From the little I have tried temp stability doesn't seem a big problem especially if you don't drink straight espresso, but obviously a semi-automatic PID machine is slightly more consistent.


----------



## Osheac10 (Dec 19, 2021)

Evergreen88 said:


> I have never tried a spring lever so I can't say. My brother has a Pavoni and I use it every now and then. It's a good solution if you want to have steam on tap readily available in a small simple machine (the position of the wand is a bit odd though).
> 
> From the little I have tried temp stability doesn't seem a big problem especially if you don't drink straight espresso, but obviously a semi-automatic PID machine is slightly more consistent.

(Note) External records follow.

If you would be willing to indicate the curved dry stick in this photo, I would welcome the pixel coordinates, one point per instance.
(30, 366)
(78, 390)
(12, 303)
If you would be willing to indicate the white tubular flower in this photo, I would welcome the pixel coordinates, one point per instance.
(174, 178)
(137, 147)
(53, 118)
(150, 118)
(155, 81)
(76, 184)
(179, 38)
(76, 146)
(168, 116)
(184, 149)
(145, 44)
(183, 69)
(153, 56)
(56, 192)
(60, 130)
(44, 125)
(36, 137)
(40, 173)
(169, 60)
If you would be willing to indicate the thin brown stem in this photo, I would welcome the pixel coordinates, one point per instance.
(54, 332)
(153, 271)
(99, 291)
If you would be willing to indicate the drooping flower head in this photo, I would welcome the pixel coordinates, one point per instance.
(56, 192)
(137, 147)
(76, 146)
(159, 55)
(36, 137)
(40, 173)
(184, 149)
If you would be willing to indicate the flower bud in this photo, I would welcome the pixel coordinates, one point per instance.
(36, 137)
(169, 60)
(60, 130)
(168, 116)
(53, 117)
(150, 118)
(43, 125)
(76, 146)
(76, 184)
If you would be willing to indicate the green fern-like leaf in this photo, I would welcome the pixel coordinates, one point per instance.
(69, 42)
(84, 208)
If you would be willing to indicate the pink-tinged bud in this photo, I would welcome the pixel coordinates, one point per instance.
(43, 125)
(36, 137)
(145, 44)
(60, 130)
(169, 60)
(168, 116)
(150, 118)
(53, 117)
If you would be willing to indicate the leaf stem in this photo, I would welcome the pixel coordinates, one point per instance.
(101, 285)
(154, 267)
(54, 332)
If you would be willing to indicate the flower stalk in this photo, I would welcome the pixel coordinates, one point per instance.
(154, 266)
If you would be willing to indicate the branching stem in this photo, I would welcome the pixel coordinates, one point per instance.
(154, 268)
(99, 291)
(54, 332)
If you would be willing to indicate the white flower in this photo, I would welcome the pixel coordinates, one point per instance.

 Oh okay, there's so much choice and variety. I really appreciate all your input guys. 👍


----------



## cuprajake (Mar 30, 2020)

I looked at the pavoni but there propper specialist in my eyes and require too much faff, 😂


----------



## Osheac10 (Dec 19, 2021)

Evergreen88 said:


> I have never tried a spring lever so I can't say. My brother has a Pavoni and I use it every now and then. It's a good solution if you want to have steam on tap readily available in a small simple machine (the position of the wand is a bit odd though).
> 
> From the little I have tried temp stability doesn't seem a big problem especially if you don't drink straight espresso, but obviously a semi-automatic PID machine is slightly more consistent.


 Oh okay, there's so much choice and variety. I really appreciate all your input guys. 👍


----------



## Osheac10 (Dec 19, 2021)

If anyone has experience with these 3 machines please could you let me know if they're any good.

Rancilio Silva Pro Dual Boiler

Profitec 300 Dual Boiler with PID

ECM Classika PID

Thanks guys


----------



## Evergreen88 (Jun 7, 2021)

Osheac10 said:


> If anyone has experience with these 3 machines please could you let me know if they're any good.
> 
> Rancilio Silva Pro Dual Boiler
> 
> ...


 I have the ECM Classika PID, I got it a month ago from Bellabarista as an upgrade from Gaggia Classic Pro.

It's a very different machine from the other two on your list, since it's a single boiler. The main drawback is that being a single boiler when you want to steam milk you need to flick a switch and wait for the boiler to come up to steaming temperature (40-60 seconds). You can look at some YouTube videos to get an idea. For me that I make mostly espresso this is not a problem and those couple of cappuccino that I make every week are still very enjoyable. If you are the kind of person that only drinks milky drinks you might want to look elsewhere though. This also means that is smaller and cheaper/simpler to maintain (easier to descale for example).

I love the machine, the build quality and design is way ahead of most of it's competitors (all of them in my opinion, I had to see and touch most machines at BB). It's incredibly temp stable, very forgiving (I suppose thanks to the E61 group) and a joy to use. Everything about it feels premium (steam wand, valve, drip tray, portafilter, lever etc..) well built and heavy.

I think it's the ideal machine for espresso drinkers.


----------



## Osheac10 (Dec 19, 2021)

Evergreen88 said:


> I have the ECM Classika PID, I got it a month ago from Bellabarista as an upgrade from Gaggia Classic Pro.
> 
> It's a very different machine from the other two on your list, since it's a single boiler. The main drawback is that being a single boiler when you want to steam milk you need to flick a switch and wait for the boiler to come up to steaming temperature (40-60 seconds). You can look at some YouTube videos to get an idea. For me that I make mostly espresso this is not a problem and those couple of cappuccino that I make every week are still very enjoyable. If you are the kind of person that only drinks milky drinks you might want to look elsewhere though. This also means that is smaller and cheaper/simpler to maintain (easier to descale for example).
> 
> ...


 Thanks for the reply. Nice setup. I'll definitely have to consider choosing the dual boiler machine if I really think I'll be making lots of milk drinks every day.

Thanks Again


----------